I will do that! Thank you
@arshaw this is great! So exciting to see more polyfills. Was this based on an earlier date library that was adapted to fit the Temporal API, or was it written from scratch to be a Temporal polyfill?
re: passing tests, does your polyfill also pass Test262? There are almost 4000 Temporal tests in test262. The demitasse tests (the jest-like ones you're using in your polyfill repo) are gradually being migrated over to Test262. When they're migrated they're removed from this repo which makes it easy for us to track which ones have been migrated. So if you're only copying tests from this repo then you're missing a bunch of 'em.
In addition to running your polyfill against Test262, you can also try copying tests from the @js-temporal/temporal-polyfill repo instead of this one. The demitasse tests in @js-temporal/temporal-polyfill should include almost all of the original demitasse tests from this repo, before thousands of them were migrated over to Test262.
I'm excited to try out your new polyfill! <15K is really impressive and will be very welcome in the community.
@arshaw, you may want to coordinate with @12wrigja who's working on @js-temporal/temporal-polyfill which is what Google will be using internally. There may be an opportunity to collaborate.
re: passing tests, does your polyfill also pass Test262?
I filed https://github.com/fullcalendar/temporal/issues/3 to track this.
The demitasse tests in @js-temporal/temporal-polyfill should include almost all of the original demitasse tests from this repo, before thousands of them were migrated over to Test262.
Looks like you're only missing about 300 demitasse tests. I filed https://github.com/fullcalendar/temporal/issues/2 to track.

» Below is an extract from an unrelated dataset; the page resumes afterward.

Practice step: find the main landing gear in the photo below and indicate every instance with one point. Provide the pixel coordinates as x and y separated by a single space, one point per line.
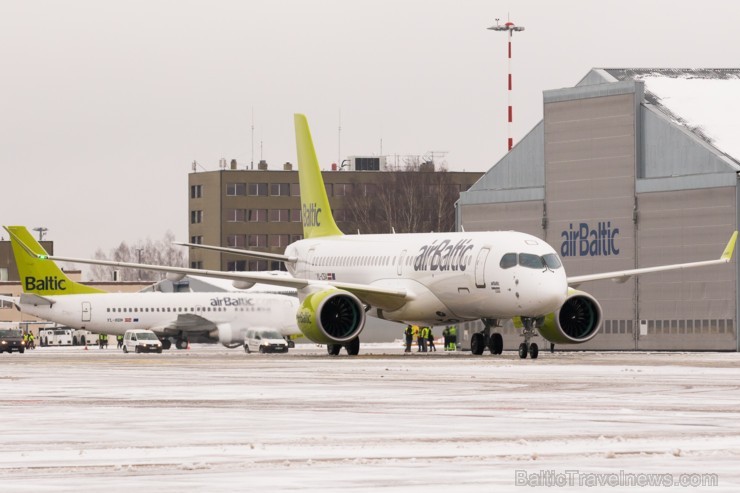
482 340
352 347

@justingrant, thanks for the kind reception. My project did indeed start out as a completely different date library, then morphed into a spec-compliant Temporal implementation over time. Though, once we decided on that direction, it essentially required a rewrite. It has been an incredible amount of work.

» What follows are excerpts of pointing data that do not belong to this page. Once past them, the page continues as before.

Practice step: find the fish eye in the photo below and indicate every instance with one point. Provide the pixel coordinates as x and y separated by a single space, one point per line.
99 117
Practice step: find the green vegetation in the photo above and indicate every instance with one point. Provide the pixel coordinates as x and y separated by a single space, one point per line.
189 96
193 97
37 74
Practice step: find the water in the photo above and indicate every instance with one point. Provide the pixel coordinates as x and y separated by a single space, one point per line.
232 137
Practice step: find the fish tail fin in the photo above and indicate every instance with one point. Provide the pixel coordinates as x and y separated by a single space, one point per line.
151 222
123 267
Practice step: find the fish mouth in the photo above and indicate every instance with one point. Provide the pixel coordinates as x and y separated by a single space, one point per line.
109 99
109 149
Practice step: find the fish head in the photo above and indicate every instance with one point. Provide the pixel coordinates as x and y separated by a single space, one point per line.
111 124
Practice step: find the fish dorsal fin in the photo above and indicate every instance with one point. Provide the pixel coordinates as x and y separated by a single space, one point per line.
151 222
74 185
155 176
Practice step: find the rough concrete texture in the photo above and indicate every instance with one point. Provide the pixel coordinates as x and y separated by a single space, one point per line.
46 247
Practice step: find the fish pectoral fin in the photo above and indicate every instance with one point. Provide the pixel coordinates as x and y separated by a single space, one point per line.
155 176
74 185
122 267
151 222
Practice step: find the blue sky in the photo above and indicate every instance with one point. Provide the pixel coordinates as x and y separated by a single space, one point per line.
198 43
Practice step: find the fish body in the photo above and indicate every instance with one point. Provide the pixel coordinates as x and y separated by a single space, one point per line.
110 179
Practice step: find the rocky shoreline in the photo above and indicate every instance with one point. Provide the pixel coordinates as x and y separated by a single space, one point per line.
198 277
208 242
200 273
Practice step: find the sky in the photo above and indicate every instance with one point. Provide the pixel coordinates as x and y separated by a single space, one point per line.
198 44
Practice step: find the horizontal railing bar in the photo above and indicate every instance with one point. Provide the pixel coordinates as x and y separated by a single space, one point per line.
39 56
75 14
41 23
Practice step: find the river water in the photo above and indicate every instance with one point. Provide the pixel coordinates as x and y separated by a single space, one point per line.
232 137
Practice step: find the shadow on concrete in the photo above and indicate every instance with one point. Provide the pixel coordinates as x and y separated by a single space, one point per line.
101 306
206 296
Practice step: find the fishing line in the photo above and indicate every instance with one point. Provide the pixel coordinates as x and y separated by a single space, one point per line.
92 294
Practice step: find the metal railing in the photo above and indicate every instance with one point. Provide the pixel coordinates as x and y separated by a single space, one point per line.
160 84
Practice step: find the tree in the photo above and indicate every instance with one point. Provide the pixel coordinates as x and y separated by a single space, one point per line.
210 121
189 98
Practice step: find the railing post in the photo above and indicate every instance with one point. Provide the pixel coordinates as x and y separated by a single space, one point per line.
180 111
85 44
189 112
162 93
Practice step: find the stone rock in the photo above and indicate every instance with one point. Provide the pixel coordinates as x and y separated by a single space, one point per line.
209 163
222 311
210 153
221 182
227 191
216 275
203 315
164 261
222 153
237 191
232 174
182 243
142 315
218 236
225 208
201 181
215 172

I've commented on the demitasse test situation and the tests262 situation in the other tickets! Thank you for the pointers. I will need to get both of those systems passing before declaring victory.
@12wrigja, what are your upcoming plans for the js-temporal/temporal-polyfill repo? Mostly optimizations? (seems like it's the only item missing from the roadmap)

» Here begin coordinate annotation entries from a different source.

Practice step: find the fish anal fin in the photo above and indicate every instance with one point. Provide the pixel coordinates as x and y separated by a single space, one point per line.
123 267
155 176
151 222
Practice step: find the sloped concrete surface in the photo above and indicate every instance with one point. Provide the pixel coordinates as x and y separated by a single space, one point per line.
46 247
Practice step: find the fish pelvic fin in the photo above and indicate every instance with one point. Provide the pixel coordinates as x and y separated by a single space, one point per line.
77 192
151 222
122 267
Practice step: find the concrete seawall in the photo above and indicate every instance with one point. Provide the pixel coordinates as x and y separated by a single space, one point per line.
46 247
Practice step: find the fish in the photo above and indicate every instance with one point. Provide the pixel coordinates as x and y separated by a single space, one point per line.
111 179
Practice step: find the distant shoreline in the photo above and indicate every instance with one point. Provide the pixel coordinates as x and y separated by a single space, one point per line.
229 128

I've filed https://github.com/js-temporal/temporal-polyfill/issues/138 to capture all my thoughts on roadmaps in the right repo, feel free to comment. I'm definitely interested in persuing how you've achieved <15K and seeing if there's learnings I can apply to the js-temporal/temporal-polyfill codebase, but I'm currently very busy with other work and don't think I'll find the time for a couple weeks or so.
@MohsenAlyafei I posted a CDN link on the package's README.
Please post future questions/comments on the project's issue tracker
Thanks for letting us know about the polyfill! It's displayed on the front page of the repo now, so I'll close this.
Hello! Thank you so much for this proposal, all the wonderful tests, and for the existing polyfill.
I've made a new Temporal polyfill that has slightly different goals than
@js-temporal/polyfill
. It targets more modern browsers that have BigInt support. It attempts to have smaller filesize, at the expense of strictness. Nonetheless, it is (or soon will be) spec-compliant, with all tests passing.README: https://github.com/fullcalendar/temporal/blob/main/packages/temporal-polyfill/README.md NPM: https://www.npmjs.com/package/temporal-polyfill
It should be considered 'alpha' and requires a bit more work, but wanted to give you a heads up!